Strasbourg « La police m’a empêché de bosser »

mardi 7 avril 2009 | 21:13 | Fabien Perrier

Le journaliste Hugo Hyat raconte comment des policiers ont voulu effacer des enregistrements d’interviews recueillies au « village autonome ».

Liberté de la presse bafouée. (vidéo MOASPRESS)

Pour camper, les jeunes anti-OTAN avaient obtenu un terrain en périphérie de Strasbourg. Alors qu’ils le quittaient, tranquillement, depuis la fin de la matinée, les forces de l’ordre ont encerclé le lieu dès 13 heures, contrôlant leurs affaires dans les moindres détails et effectuant des fouilles au corps. Hugo Hayat, journaliste reporter d’images indépendant, était présent avec un cameraman. Il raconte à l’Humanité comment il a été empêché de travailler.

Que s’est-il passé quand vous êtes arrivé près du campement hier ?

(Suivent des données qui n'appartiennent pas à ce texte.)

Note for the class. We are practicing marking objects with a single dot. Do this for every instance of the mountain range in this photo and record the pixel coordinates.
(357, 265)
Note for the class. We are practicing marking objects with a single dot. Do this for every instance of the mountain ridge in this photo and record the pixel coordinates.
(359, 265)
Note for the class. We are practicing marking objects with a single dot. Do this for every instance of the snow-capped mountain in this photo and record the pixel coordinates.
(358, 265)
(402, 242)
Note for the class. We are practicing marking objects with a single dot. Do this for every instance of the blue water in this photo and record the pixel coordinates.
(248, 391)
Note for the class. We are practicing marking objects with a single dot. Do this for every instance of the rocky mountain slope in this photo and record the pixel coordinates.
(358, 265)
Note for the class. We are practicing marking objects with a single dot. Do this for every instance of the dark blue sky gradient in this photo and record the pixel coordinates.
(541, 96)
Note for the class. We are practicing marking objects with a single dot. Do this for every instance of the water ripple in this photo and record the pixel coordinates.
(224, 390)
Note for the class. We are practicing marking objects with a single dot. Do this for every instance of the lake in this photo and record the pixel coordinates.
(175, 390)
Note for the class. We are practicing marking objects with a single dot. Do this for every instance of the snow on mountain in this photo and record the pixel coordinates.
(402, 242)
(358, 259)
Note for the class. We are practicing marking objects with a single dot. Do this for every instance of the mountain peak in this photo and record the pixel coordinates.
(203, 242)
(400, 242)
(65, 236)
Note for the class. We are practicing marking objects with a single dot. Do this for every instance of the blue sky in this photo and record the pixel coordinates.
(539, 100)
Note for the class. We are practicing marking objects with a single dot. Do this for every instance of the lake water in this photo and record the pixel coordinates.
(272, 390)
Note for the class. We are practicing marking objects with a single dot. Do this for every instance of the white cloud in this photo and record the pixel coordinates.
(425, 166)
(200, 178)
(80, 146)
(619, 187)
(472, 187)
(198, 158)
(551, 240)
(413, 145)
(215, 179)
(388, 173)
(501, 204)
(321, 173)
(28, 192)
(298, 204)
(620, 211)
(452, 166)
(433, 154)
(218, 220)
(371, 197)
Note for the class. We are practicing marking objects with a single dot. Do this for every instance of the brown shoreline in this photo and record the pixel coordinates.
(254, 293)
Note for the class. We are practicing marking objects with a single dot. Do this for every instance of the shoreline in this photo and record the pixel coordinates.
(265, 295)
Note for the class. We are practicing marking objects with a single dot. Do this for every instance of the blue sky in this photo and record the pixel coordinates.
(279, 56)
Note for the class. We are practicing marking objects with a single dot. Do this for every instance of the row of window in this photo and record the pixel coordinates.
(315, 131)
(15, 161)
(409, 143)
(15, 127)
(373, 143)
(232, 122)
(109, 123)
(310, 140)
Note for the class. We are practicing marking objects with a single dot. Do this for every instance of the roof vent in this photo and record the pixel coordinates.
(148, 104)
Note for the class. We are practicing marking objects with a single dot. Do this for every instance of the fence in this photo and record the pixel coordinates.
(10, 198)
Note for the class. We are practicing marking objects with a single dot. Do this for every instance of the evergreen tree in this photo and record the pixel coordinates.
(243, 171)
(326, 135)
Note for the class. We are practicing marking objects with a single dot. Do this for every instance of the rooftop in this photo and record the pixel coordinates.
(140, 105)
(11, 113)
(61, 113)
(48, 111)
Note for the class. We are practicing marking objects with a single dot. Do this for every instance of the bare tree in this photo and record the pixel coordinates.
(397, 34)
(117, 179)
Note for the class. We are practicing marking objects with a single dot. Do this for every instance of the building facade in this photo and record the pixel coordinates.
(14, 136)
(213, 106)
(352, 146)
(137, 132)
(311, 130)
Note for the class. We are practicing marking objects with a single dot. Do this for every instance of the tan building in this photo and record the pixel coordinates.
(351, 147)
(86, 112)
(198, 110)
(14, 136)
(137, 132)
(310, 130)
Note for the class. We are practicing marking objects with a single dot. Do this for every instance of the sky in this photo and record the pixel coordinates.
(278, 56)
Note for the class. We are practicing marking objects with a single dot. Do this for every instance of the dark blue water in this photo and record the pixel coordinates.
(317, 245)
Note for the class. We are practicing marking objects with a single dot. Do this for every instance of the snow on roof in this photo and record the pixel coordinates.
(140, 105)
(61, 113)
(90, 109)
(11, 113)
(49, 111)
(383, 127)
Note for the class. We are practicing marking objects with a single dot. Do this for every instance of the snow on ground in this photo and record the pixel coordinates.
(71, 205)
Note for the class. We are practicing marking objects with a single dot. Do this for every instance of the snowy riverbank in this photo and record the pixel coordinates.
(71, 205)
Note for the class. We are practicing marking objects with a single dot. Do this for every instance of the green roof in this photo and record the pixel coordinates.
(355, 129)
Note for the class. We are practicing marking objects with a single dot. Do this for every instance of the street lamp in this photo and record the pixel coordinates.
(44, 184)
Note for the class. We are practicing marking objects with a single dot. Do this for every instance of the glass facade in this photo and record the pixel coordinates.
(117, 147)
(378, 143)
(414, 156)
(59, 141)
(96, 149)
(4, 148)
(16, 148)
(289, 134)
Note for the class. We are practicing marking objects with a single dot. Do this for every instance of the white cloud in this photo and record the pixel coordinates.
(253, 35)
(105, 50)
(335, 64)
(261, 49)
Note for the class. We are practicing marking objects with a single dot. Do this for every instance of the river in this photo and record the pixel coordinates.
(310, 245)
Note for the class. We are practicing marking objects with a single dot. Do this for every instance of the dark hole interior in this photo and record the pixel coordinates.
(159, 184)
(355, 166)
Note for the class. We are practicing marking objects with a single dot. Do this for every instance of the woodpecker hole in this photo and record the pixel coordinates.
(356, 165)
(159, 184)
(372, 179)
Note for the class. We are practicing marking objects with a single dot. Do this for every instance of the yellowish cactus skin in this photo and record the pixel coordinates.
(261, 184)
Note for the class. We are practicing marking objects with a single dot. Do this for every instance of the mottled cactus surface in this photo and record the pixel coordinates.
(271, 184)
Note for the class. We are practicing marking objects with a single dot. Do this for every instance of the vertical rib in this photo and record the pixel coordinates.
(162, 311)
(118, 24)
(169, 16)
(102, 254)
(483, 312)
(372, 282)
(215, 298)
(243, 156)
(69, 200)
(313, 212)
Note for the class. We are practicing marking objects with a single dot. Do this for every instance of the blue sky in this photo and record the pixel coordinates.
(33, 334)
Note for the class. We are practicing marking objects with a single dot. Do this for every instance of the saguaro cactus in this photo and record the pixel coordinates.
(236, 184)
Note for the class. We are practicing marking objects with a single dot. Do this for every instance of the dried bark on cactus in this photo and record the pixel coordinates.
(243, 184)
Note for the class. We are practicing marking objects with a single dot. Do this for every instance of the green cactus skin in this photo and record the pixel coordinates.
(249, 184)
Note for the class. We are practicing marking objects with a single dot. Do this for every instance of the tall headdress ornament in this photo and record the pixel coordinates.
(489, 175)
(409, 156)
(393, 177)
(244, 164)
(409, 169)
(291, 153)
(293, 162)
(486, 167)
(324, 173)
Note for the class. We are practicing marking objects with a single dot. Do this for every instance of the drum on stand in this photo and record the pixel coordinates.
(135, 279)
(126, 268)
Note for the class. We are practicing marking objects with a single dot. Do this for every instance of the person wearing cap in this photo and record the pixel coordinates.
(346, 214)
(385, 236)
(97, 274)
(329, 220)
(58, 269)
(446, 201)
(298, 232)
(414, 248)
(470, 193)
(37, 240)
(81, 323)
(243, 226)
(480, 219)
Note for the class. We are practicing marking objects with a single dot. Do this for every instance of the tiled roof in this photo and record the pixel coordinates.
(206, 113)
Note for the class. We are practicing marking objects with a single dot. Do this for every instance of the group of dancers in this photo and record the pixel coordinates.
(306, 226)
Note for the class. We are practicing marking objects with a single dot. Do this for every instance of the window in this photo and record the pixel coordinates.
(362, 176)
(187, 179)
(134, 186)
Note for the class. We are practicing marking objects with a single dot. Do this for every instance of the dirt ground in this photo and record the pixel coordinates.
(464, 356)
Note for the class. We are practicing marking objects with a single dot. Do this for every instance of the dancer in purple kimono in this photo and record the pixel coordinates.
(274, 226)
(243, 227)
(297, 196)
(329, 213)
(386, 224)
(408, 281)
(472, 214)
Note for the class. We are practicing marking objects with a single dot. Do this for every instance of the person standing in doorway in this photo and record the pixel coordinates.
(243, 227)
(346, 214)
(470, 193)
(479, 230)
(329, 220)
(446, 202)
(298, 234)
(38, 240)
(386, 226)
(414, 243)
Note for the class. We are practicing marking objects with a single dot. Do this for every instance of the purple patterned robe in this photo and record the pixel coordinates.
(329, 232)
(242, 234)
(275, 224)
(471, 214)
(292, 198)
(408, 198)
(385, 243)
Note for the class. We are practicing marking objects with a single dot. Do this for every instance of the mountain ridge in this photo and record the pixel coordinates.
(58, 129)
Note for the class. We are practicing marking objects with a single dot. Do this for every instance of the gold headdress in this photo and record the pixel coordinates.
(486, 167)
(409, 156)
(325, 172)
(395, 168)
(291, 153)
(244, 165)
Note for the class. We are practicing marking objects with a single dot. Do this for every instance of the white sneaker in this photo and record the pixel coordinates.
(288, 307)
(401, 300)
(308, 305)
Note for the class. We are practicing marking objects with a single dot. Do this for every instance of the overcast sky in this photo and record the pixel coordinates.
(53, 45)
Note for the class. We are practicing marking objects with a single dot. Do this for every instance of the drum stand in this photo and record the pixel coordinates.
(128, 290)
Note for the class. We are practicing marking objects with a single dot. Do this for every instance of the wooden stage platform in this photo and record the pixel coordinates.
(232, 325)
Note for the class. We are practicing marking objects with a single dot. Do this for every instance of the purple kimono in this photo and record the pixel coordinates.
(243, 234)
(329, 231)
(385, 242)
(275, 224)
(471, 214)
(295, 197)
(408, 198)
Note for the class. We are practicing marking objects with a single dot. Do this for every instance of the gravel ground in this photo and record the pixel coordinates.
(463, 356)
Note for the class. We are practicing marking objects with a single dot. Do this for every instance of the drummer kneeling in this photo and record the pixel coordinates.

Hugo Hyat. Alors que je me rendais au village autonome pour des entretiens, je tombe sur un groupe en train de se faire contrôler, je me mets à filmer. Cent mètres plus loin, alors que la caméra tourne, second contrôle ; alors que j’avais laissé la distance de sécurité pour que les forces de l’ordre travaillent, un commissaire saute sur mon collègue cameraman, lui baisse sa caméra, lui dit : « Ne tournez pas », lui soulève son tee-shirt, le pousse violemment. Ensuite, il me fonce dessus, tape sur ma caméra et la met par terre. Lorsque je lui ai dit : « Regardez, j’ai un badge de l’OTAN, je suis des médias », il a répondu : « Je m’en fous. Carte de presse ! » Je lui présente. Mais il exige aussi que je lui donne la caméra, ce que je refuse. Ça dure un petit bout de temps. Comme je ne lâche pas la caméra, un de ses gars passe derrière moi, me fait une clé de bras et je me retrouve la tête sur un mur. J’étais un journaliste voyou ! Là j’entends : « Efface la cassette ! » Sous prétexte que ma carte de presse était périmée depuis trois jours, et même si j’avais un badge de l’OTAN, ils m’ont empêché de travailler.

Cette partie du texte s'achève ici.